O filósofo italiano reconhece que do ponto de vista historiográfico não se sustenta a tese de que há uma profunda semelhança entre democracia e totalitarismo. No entanto, ele admite que estabelecer essa comparação lhe é útil para desobstruir o “campo em direção àquela nova política que ainda resta em grande parte inventar” (AGAMBEN, 2002, p. 18). Essa nova política não seria pautada pela biopolítica. Mas em que consiste essa nova política? Agamben dá pistas disso em um livro que antecede Homo sacer, uma coletânea de pequenos ensaios intitulada A comunidade que vem. Nesse livro pode-se vislumbrar como toda a crítica à biopolítica feita pelo filósofo está fundada no messianismo. Vejamos.

O conceito de “comunidade que vem” ou “política que vem” já mostra a recusa de Agamben em nomear a perspectiva normativa que adota para criticar a biopolítica. Ele não rejeita a biopolítica em nome do liberalismo, do socialismo, da democracia, da justiça, dos direitos humanos. Ele rejeita a biopolítica em nome da “comunidade que vem”. Se o filósofo é lacunar ao nomear sua perspectiva política, mais lacunar ainda ele é ao defini-la. Ele conceitua a “comunidade que vem” como um “qualquer”. Após apresentar essa oracular definição que é construída por meio de truncados diálogos com a ontologia medieval, o filósofo se dispõe a exemplificar a “comunidade que vem”. Para Agamben, melhor que conceituar, o exemplo é a forma mais adequada de “dizer” o que é “a comunidade que vem”. Em um desses exemplos Agamben é mais uma vez oracular: “Tricksters, ou vagabundos, ajudantes ou personagens de cartoons, eles são os exemplos da comunidade que vem” (AGAMBEN, 2013, p. 9).
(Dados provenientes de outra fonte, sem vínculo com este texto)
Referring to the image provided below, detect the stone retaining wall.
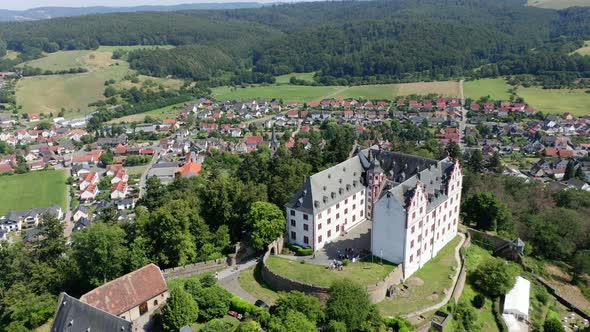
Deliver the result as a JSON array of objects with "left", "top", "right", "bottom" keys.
[{"left": 162, "top": 257, "right": 228, "bottom": 280}]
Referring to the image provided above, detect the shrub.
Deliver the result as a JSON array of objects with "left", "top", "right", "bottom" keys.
[{"left": 471, "top": 294, "right": 486, "bottom": 309}]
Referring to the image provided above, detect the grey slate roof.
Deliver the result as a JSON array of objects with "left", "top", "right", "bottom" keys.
[{"left": 51, "top": 293, "right": 131, "bottom": 332}]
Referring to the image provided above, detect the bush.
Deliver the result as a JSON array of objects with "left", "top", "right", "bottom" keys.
[{"left": 471, "top": 294, "right": 486, "bottom": 309}]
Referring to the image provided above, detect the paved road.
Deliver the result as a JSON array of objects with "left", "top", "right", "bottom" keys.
[{"left": 218, "top": 257, "right": 260, "bottom": 304}]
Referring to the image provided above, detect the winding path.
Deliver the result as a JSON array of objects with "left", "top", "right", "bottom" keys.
[{"left": 403, "top": 233, "right": 465, "bottom": 319}]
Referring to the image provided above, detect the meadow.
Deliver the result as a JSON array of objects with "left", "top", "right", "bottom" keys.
[
  {"left": 16, "top": 62, "right": 132, "bottom": 117},
  {"left": 0, "top": 170, "right": 67, "bottom": 216},
  {"left": 517, "top": 87, "right": 590, "bottom": 115},
  {"left": 573, "top": 40, "right": 590, "bottom": 55},
  {"left": 463, "top": 78, "right": 510, "bottom": 100}
]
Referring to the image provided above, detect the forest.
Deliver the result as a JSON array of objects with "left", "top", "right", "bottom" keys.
[{"left": 0, "top": 0, "right": 590, "bottom": 85}]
Mas são exemplos retirados da mitologia judaico-cristã que mais agradam Agamben nessa sua proposta de dizer com o que se parece “a comunidade que vem”.

O limbo é o primeiro desses exemplos da mitologia judaico-cristã utilizado por Agamben. O filósofo recorre a imagem do limbo tal qual foi apresentada por Tomás de Aquino. O limbo seria o local para onde vão as “almas puras”, como as crianças que morreram antes de serem batizadas. No limbo não há recompensa nem punição. Os que vivem no limbo não são nem bem-aventurados nem condenados. O habitante do limbo vive uma espécie de “alegria natural”. Contudo, aquele que habita o limbo está privado da visão e da presença de Deus. A comunidade que vem tem um “quê” de limbo, pensa Agamben, um “quê” de “alegria natural”, seja lá o que o filósofo entenda por isso. Outro exemplo do imaginário religioso usado pelo filósofo italiano é o Sabá judaico. No judaísmo o Sabá é o dia do descanso, no qual se deve abdicar de realizar qualquer trabalho. O Sabá é ao mesmo tempo uma celebração da libertação dos judeus do Egito e uma referência ao dia em que Deus descansou depois de criar o mundo. Mas, além disso, o Sabá seria uma espécie de experiência de como será o mundo na Era Messiânica, isto é, a era que começa depois da vinda do Messias. A comunidade que vem se assemelha a Era Messiânica do judaísmo. Diz Agamben, “não o trabalho, mas a inoperosidade e a descrição são, nesse sentido, o paradigma da política que vem” (AGAMBEN, 2013, p. 70).4 Por fim, Agamben também recorre à experiência religiosa do êxtase para dar indícios do que seria essa “comunidade que vem”. O filósofo aponta que nessa comunidade que vem há “a experiência do limite mesmo, o ser dentro de um fora” (AGAMBEN, 2013, p. 42). Trata-se aqui da ideia do transe religioso, da experiência de sentir ao mesmo tempo fora de si, mas em comunhão com algo (a natureza, Deus, uma consciência coletiva).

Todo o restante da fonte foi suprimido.